CRISPR Therapeutics Announces the Retirement of Tyler Dylan-Hyde and Appointment of Shelby Walker as Head of Intellectual Property

ZUG, Switzerland and CAMBRIDGE, Mass., March 26, 2018 (GLOBE NEWSWIRE) -- CRISPR Therapeutics (NASDAQ:CRSP), a biopharmaceutical company focused on developing transformative gene-based medicines for serious diseases, today announced the retirement of Dr. Tyler Dylan-Hyde as Chief Legal Officer and the appointment of Shelby Walker as Head of Intellectual Property.

“Tyler joined CRISPR in its early stages and made significant contributions to the Company’s success during his tenure,” commented Samarth Kulkarni, PhD, Chief Executive Officer of CRISPR Therapeutics. “On behalf of CRISPR, I give Tyler our deepest thanks and wish him the very best.”

“At the same time, I am delighted to welcome Shelby Walker to CRISPR as we scale the Company for sustained growth and success,” said Kulkarni. “Shelby has deep expertise in the strategic management of intellectual property in the life sciences and a vision for protecting our future innovation, both of which will be critical in enhancing our leadership in the field of gene-editing.”
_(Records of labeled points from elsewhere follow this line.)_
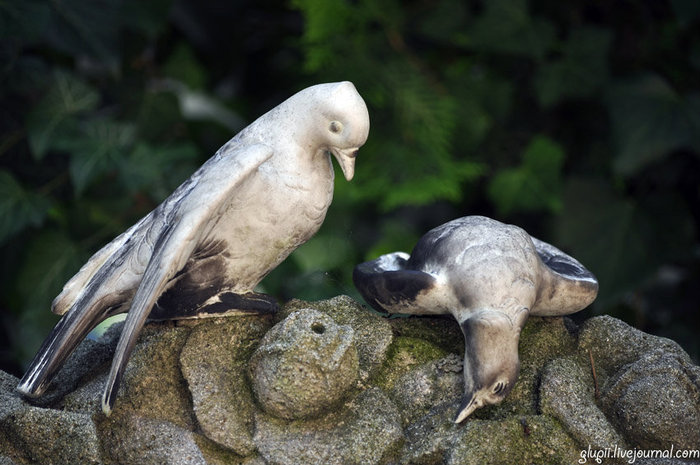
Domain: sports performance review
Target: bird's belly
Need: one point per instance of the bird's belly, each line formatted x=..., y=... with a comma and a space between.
x=260, y=231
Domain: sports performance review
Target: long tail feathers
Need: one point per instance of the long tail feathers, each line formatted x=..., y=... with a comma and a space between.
x=60, y=343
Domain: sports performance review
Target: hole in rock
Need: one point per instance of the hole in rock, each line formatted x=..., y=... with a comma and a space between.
x=318, y=328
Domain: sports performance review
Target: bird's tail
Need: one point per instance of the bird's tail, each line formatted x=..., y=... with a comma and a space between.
x=64, y=338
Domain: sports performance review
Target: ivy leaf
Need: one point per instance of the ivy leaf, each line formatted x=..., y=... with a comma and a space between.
x=66, y=97
x=615, y=236
x=142, y=168
x=51, y=258
x=99, y=146
x=86, y=29
x=506, y=26
x=19, y=207
x=649, y=121
x=535, y=184
x=581, y=71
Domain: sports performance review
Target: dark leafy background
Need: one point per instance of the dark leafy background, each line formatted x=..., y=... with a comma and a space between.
x=579, y=121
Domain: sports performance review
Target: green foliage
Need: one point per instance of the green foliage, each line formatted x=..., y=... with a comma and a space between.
x=578, y=121
x=19, y=208
x=535, y=184
x=650, y=121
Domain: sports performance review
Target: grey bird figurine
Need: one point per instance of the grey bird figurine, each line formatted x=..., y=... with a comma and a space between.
x=490, y=276
x=204, y=249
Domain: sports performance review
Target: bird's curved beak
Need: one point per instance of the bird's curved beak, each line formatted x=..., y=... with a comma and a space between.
x=346, y=160
x=466, y=408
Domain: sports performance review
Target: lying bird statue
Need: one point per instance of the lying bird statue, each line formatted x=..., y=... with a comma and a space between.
x=490, y=276
x=204, y=249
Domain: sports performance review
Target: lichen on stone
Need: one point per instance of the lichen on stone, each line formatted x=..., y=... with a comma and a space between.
x=188, y=395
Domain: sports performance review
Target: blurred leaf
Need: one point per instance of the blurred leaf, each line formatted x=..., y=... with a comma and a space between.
x=83, y=28
x=621, y=240
x=580, y=71
x=149, y=18
x=51, y=258
x=444, y=20
x=506, y=26
x=99, y=146
x=319, y=31
x=67, y=96
x=649, y=121
x=23, y=20
x=19, y=207
x=323, y=252
x=143, y=169
x=535, y=184
x=687, y=11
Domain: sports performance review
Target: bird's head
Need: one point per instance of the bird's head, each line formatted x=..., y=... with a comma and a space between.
x=340, y=122
x=491, y=362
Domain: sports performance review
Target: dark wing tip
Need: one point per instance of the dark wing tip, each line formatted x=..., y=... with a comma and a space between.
x=384, y=283
x=562, y=264
x=567, y=286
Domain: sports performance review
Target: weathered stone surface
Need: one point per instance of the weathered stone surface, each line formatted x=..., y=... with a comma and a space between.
x=405, y=354
x=372, y=329
x=129, y=438
x=567, y=394
x=214, y=363
x=430, y=439
x=153, y=386
x=614, y=344
x=52, y=436
x=363, y=433
x=526, y=439
x=655, y=401
x=304, y=365
x=188, y=398
x=431, y=384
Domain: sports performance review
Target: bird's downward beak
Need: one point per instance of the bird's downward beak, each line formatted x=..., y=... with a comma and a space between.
x=466, y=408
x=346, y=160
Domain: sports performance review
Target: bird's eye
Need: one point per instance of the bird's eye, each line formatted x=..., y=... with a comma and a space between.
x=336, y=127
x=499, y=387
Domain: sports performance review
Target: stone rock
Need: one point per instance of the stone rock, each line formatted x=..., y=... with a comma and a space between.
x=369, y=327
x=431, y=384
x=524, y=439
x=304, y=365
x=655, y=401
x=188, y=397
x=567, y=394
x=404, y=355
x=153, y=385
x=52, y=436
x=364, y=432
x=128, y=438
x=430, y=439
x=214, y=363
x=613, y=344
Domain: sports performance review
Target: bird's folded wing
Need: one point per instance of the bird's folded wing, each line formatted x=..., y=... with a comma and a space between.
x=184, y=218
x=566, y=286
x=389, y=288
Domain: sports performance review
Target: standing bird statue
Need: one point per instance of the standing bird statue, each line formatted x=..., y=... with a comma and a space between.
x=204, y=249
x=490, y=276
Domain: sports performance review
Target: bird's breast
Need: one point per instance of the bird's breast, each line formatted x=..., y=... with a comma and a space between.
x=267, y=219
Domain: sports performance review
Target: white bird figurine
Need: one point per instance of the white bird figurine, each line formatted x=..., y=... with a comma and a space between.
x=204, y=249
x=490, y=276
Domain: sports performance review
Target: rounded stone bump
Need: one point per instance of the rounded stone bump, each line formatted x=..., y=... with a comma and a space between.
x=304, y=365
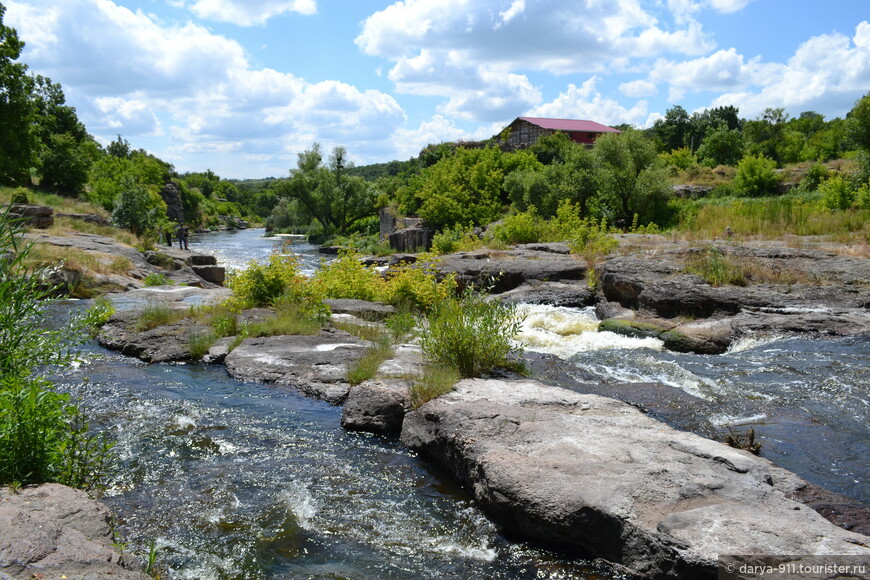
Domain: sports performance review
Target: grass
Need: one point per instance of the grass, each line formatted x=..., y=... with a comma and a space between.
x=434, y=382
x=154, y=315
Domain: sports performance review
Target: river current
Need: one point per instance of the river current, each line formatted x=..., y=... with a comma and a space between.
x=243, y=480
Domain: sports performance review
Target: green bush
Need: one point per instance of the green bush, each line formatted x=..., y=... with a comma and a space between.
x=522, y=228
x=43, y=437
x=756, y=176
x=157, y=279
x=472, y=335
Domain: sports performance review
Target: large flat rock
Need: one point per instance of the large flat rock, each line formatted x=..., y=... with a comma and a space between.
x=316, y=365
x=596, y=477
x=53, y=531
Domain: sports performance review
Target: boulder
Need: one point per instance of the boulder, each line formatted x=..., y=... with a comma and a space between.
x=505, y=270
x=316, y=365
x=34, y=216
x=53, y=531
x=361, y=309
x=596, y=477
x=411, y=240
x=377, y=406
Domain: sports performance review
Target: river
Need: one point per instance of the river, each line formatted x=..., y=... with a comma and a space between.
x=241, y=480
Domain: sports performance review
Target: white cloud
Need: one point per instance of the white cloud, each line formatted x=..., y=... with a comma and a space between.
x=586, y=102
x=728, y=6
x=827, y=72
x=639, y=88
x=139, y=78
x=249, y=12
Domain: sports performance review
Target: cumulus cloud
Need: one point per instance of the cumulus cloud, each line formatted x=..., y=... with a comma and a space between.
x=586, y=102
x=249, y=12
x=140, y=78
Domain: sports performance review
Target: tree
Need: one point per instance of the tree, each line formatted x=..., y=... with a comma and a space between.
x=17, y=141
x=325, y=193
x=630, y=176
x=673, y=129
x=722, y=146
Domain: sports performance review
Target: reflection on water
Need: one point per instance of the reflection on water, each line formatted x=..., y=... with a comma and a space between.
x=808, y=399
x=235, y=480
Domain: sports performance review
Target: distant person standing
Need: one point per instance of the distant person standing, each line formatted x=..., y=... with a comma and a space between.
x=182, y=234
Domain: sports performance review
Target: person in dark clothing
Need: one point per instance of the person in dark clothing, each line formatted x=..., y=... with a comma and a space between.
x=182, y=237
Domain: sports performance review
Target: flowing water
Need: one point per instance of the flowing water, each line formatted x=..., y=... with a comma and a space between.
x=239, y=480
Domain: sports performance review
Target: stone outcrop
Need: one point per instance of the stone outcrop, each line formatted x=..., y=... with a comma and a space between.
x=316, y=365
x=35, y=216
x=596, y=477
x=172, y=197
x=52, y=531
x=505, y=270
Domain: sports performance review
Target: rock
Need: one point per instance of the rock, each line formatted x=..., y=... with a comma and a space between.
x=360, y=308
x=53, y=531
x=35, y=216
x=415, y=239
x=316, y=365
x=505, y=270
x=691, y=191
x=569, y=295
x=376, y=406
x=166, y=343
x=596, y=477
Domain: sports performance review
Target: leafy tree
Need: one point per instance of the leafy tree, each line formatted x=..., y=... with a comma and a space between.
x=756, y=176
x=858, y=123
x=325, y=193
x=138, y=209
x=17, y=142
x=723, y=146
x=673, y=129
x=630, y=176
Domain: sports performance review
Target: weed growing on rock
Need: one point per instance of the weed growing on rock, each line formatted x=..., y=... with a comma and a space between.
x=472, y=335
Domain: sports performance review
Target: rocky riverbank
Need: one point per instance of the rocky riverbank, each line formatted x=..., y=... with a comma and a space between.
x=582, y=473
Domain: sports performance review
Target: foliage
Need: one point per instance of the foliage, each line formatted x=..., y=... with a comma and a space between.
x=157, y=279
x=434, y=382
x=262, y=284
x=472, y=335
x=716, y=268
x=326, y=193
x=347, y=277
x=631, y=177
x=43, y=437
x=756, y=176
x=156, y=314
x=455, y=239
x=138, y=209
x=521, y=228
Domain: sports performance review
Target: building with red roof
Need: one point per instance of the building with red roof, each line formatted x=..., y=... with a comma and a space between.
x=525, y=131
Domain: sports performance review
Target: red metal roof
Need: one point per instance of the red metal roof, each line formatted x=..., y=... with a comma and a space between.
x=569, y=125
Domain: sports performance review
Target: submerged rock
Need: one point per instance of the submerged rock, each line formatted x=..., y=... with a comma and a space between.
x=596, y=477
x=53, y=531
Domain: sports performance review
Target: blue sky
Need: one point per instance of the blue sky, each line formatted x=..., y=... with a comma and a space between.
x=241, y=86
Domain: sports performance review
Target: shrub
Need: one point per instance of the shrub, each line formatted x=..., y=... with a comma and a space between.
x=347, y=277
x=756, y=176
x=521, y=228
x=472, y=335
x=20, y=195
x=716, y=268
x=157, y=279
x=434, y=382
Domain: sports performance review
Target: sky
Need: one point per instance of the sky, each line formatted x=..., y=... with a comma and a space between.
x=242, y=86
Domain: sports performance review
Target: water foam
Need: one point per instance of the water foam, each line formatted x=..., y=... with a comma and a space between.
x=565, y=332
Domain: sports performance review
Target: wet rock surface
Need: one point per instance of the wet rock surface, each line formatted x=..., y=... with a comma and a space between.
x=595, y=476
x=316, y=365
x=52, y=531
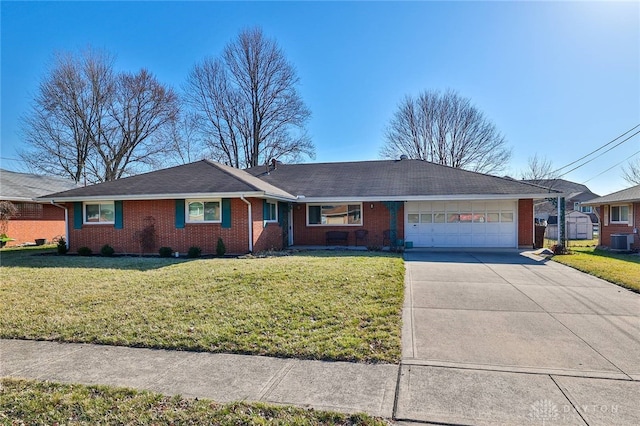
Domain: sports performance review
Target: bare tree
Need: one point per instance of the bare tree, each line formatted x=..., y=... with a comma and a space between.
x=186, y=141
x=538, y=169
x=631, y=172
x=87, y=122
x=248, y=103
x=447, y=129
x=67, y=113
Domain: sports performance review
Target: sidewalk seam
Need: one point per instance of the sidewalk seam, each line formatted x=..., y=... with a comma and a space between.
x=275, y=380
x=568, y=399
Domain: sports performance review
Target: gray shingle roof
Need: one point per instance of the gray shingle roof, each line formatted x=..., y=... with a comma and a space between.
x=15, y=186
x=383, y=180
x=628, y=195
x=389, y=179
x=201, y=177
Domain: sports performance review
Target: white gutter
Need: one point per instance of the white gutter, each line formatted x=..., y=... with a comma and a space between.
x=250, y=223
x=66, y=222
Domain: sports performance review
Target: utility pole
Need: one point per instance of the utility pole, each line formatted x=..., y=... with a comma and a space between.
x=562, y=236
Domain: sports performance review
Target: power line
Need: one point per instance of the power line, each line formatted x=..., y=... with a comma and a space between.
x=596, y=150
x=601, y=154
x=615, y=165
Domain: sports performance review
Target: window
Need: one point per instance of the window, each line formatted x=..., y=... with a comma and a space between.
x=203, y=211
x=506, y=216
x=619, y=214
x=493, y=217
x=270, y=211
x=99, y=212
x=334, y=214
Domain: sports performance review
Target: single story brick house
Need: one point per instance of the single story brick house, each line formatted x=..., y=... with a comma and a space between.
x=368, y=203
x=36, y=220
x=619, y=215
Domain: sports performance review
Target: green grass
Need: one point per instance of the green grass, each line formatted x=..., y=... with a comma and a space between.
x=621, y=269
x=32, y=402
x=325, y=305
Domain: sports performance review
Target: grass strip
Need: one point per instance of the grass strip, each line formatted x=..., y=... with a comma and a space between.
x=322, y=305
x=36, y=402
x=620, y=269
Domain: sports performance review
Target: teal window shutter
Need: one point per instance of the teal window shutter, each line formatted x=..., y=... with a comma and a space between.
x=77, y=215
x=179, y=214
x=265, y=213
x=226, y=213
x=118, y=223
x=283, y=214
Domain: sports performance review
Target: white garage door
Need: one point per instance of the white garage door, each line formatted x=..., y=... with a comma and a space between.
x=461, y=223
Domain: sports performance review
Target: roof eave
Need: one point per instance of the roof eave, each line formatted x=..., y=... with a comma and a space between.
x=603, y=202
x=23, y=200
x=453, y=197
x=177, y=196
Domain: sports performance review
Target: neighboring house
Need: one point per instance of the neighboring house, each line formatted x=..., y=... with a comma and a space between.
x=389, y=203
x=35, y=219
x=619, y=215
x=576, y=194
x=579, y=226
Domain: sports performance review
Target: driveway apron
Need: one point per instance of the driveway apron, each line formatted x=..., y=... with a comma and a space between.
x=508, y=338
Shelby Walker is an accomplished intellectual property and legal executive in the life sciences. Prior to joining CRISPR, Ms. Walker was General Counsel at Gingko Bioworks, a synthetic biology company. Prior to that, Ms. Walker was Vice President, Associate General Counsel and Chief IP Counsel at Dyax Corporation. Before Dyax, Ms. Walker served as IP Counsel at Novo Nordisk and as Senior Patent Attorney at Zymogenetics, Inc. Ms. Walker has also served in a series of legal and intellectual property roles with increasing responsibility at Biogen Inc., Mintz Levin, Vertex Pharmaceuticals and Genome Therapeutics. Shelby Walker holds a JD & Master of Law in Intellectual Property (LLM-IP) from the University of New Hampshire School of Law, a Master of Science, Biotechnology and a Master of Science, Regulatory Science from Johns Hopkins University and Bachelor of Science from the Worcester Polytechnic Institute.

About CRISPR Therapeutics

CRISPR Therapeutics is a leading gene editing company focused on developing transformative gene-based medicines for serious diseases using its proprietary CRISPR/Cas9 platform. CRISPR/Cas9 is a revolutionary gene editing technology that allows for precise, directed changes to genomic DNA. The Company has established a portfolio of therapeutic programs across a broad range of disease areas including hemoglobinopathies, oncology and rare diseases. To accelerate and expand its efforts, CRISPR Therapeutics has established strategic collaborations with leading companies including Bayer AG and Vertex Pharmaceuticals. CRISPR Therapeutics AG is headquartered in Zug, Switzerland, with its wholly-owned U.S. subsidiary, CRISPR Therapeutics, Inc., and R&D operations based in Cambridge, Massachusetts, and business offices in London, United Kingdom. For more information, please visit www.crisprtx.com.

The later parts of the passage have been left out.